The majority of funding for the revamped runway and associated construction is being provided by the FAA ($60.6 million), the Northwest Indiana Regional Development Authority ($50 million), the Chicago Department of Aviation ($9.5 million) and the Federal Highway Administration ($6 million). Additionally, the Gary-Chicago Airport Authority has borrowed $35 million to support the expansion and may increase that borrowing to more than $65 million.
Significant Remediation Needed
The airport is located in the industrial swamp south of Chicago that was once the heart of the nation’s steelmaking industry and a major refinery center. The area adjacent to Runway 12/30 was tagged by the Environmental Protection Agency (EPA) as early as 1987 for extensive acid, cyanide, PCB and solvent contamination that must be remediated before the runway can be lengthened. That contamination is now far worse than originally anticipated and is driving most of the delays, according to Gary mayor Karen Freeman-Wilson. The delays, in part, have boosted legal fees associated with the project nearly 20-fold from original estimates and they could top $1 million by year-end.
Lengthening the runway requires the remediation as well as the relocation of navaids on the field, railroad tracks, portions of a major road and a fuel farm; construction of higher-capacity airport lighting, road overpasses and railroad bridges; acquiring adjacent property; and burying high-voltage power cables. More than $40 million has already been spent on relocation of the rail lines alone.

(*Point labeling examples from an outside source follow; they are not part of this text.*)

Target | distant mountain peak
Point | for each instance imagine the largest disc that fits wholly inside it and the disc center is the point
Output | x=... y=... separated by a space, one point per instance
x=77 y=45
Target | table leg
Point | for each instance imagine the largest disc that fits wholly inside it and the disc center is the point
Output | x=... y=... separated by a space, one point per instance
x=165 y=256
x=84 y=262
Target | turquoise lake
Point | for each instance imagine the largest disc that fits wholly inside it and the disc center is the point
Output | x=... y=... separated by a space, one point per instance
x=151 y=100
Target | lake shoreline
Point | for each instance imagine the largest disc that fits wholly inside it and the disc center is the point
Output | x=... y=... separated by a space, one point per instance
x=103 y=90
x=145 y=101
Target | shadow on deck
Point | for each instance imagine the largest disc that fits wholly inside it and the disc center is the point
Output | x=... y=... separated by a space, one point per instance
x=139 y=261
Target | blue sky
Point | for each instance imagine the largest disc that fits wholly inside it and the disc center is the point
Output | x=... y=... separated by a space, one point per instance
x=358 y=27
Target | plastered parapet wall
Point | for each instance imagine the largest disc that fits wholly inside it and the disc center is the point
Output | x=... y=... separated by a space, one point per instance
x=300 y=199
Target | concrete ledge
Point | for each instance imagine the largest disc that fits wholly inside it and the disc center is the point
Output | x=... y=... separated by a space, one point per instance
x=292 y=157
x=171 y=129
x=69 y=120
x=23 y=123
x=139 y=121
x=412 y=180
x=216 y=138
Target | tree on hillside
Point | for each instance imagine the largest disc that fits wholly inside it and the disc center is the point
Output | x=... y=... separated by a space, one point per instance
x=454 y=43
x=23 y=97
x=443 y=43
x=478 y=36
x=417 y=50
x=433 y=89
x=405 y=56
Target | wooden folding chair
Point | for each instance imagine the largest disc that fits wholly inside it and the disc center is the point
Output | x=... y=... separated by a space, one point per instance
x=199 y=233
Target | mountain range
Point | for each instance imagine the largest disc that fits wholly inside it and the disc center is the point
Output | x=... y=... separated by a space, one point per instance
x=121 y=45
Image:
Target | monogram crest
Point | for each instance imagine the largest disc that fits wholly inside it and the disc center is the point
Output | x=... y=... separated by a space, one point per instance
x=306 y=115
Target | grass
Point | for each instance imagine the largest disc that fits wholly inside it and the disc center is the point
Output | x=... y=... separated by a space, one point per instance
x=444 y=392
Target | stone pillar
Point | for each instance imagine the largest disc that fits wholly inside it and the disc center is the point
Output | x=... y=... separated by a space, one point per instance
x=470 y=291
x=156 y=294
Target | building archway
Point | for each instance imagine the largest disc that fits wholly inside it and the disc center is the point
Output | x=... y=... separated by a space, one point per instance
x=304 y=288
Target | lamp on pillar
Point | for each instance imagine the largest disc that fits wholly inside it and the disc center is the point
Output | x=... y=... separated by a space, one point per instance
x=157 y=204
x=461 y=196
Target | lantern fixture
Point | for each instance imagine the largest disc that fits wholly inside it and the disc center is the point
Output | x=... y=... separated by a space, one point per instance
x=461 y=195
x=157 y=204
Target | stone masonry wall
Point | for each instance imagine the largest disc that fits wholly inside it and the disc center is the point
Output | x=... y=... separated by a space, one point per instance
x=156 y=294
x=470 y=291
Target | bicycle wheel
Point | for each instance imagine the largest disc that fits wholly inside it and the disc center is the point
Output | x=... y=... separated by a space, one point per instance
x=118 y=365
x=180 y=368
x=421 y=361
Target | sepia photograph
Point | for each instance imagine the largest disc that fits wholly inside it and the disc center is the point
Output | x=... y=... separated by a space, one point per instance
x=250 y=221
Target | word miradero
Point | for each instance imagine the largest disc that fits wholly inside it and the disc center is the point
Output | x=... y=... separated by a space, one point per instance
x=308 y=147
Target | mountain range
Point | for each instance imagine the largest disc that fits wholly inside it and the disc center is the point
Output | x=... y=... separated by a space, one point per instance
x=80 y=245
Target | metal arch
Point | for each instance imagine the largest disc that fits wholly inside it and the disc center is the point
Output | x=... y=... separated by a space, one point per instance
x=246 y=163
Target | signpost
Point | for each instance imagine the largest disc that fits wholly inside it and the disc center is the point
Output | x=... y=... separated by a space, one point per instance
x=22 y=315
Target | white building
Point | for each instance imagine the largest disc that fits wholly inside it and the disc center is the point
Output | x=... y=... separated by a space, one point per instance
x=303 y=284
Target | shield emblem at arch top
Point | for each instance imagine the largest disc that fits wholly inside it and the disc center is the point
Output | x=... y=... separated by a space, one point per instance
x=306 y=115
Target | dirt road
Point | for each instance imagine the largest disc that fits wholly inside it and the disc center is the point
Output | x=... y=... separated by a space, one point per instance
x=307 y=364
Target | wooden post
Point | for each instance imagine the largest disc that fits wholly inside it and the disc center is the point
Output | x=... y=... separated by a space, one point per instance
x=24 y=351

In July, the airport authority voted to bring in former Indianapolis international airport CEO John Clark to take charge of the project and put it back on track. Clark’s consulting firm was already involved in trying to bring private capital into the effort. While the Northwest Indiana Regional Development Authority maintains that a modernized Gary-Chicago could create 2,400 new jobs and generate $526 million in economic activity annually, the airport has historically struggled to recruit and retain even low-budget airlines, and its location in a gritty urban neighborhood has dissuaded many potential corporate tenants. These factors are seen as impediments to future private-sector investment on the airport or even privatization of the entire airport, one of the strategies the airport authority is examining. The potential exodus of Boeing, which bases several corporate jets at KGYY in support of its Chicago headquarters, could deal another blow to these efforts. Boeing and the authority have so far been unable to come to terms on a new lease for the company’s airport hangar.
Allegiant Airlines operated its last flight out of the airport on August 10.